The Life of the Party? Women’s Representation in Congressional Party Caucuses

Earlier this week, I spoke to a group of 150 Republican women participating in the annual meeting of the National Coalition of Richard G. Lugar Excellence in Public Service Series (EIPSS). The EIPSS is one of the few national programs aimed at encouraging and preparing Republican women to run for office in multiple states. In preparation for my talk, I worked with CAWP data to examine gender differences in representation within both the Republican and Democratic parties. One of the most striking visuals that emerged was the chart below, showing women’s representation within their parties’ congressional caucuses since 1917.

[]As this line graph shows, Democratic women have seen a steady increase as a proportion of all Democratic members of the House and the Senate over time, with the steepest increases coming in the past two decades. This trend does not hold for Republican women, who have seen relative stagnation in their proportional representation to Republican men in the last ten years, and who hold fewer than 10% of Republican seats in the House or the Senate today. Democratic women, however, broke the 30% mark in both the House and Senate this year. While not reported here, this partisan difference is also evident at the state legislative level, where Democratic women hold 33% of all Democratically-held state legislative seats nationwide, while Republican women hold just 17% of all Republican seats.

These statistics – and this visual – raise a number of questions: What’s holding women back within the Republican Party?

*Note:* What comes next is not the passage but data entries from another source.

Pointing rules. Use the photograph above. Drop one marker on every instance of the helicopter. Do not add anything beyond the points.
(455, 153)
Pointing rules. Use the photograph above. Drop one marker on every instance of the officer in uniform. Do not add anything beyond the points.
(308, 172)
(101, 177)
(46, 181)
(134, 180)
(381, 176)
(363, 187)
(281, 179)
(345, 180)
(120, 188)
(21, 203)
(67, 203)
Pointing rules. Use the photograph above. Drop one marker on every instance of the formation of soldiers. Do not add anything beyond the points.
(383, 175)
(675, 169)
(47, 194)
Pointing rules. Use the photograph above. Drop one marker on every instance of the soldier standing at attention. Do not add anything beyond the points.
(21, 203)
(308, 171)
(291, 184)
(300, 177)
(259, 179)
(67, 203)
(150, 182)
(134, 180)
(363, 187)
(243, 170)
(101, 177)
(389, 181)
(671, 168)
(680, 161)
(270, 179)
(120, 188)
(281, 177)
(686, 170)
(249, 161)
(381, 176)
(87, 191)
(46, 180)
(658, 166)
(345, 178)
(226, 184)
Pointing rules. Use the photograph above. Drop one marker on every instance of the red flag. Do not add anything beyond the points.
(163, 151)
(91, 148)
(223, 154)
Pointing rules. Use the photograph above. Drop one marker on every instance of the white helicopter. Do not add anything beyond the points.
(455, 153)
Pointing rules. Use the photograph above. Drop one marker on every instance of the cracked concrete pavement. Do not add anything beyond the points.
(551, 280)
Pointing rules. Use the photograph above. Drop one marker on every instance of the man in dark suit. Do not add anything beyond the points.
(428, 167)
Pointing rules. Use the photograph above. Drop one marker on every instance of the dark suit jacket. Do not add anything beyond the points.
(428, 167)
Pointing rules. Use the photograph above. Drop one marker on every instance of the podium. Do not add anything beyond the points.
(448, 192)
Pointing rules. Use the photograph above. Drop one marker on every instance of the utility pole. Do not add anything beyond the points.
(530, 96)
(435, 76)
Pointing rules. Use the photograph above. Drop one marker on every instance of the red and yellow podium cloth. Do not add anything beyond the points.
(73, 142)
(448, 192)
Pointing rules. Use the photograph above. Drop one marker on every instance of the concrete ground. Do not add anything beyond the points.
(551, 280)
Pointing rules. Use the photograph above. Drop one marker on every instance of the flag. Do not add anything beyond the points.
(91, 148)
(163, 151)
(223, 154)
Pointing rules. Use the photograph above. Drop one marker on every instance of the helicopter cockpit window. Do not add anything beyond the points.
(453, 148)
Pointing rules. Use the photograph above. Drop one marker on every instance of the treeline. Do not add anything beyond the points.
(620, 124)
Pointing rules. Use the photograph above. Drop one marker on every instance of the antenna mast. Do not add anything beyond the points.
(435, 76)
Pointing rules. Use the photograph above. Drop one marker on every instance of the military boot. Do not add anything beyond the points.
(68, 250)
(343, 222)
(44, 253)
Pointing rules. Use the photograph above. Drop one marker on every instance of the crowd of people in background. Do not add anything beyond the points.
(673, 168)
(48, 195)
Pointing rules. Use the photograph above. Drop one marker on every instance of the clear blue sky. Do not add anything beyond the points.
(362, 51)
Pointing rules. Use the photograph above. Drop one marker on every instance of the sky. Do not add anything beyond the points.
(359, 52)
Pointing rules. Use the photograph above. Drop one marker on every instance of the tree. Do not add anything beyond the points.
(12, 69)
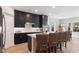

What explains the relatively steep rise in women’s representation within the Democratic Party, at least at the federal level, since 1992? And, finally, how does this translate – if at all –  into legislative priorities, processes, and party relations?

At CAWP, our research on women’s routes to office provides some insights into the different realities faced by Democratic and Republican women candidates. We find, for example, that Democratic women are more likely than Republican women to cite the support of women’s organizations as helpful to their electoral bids; with fewer such organizations to assist them, Republican women must rely on party support. And, with a Republican electorate that is majority male, perhaps the Republican Party leadership feels less pressure to recruit women candidates.

Still, we know that reaching political parity between men and women won’t happen without women running and winning in both parties. If we want to reach 50%, we’re going to have to do better than holding 10% - or even 30% - of seats within the country’s major political parties.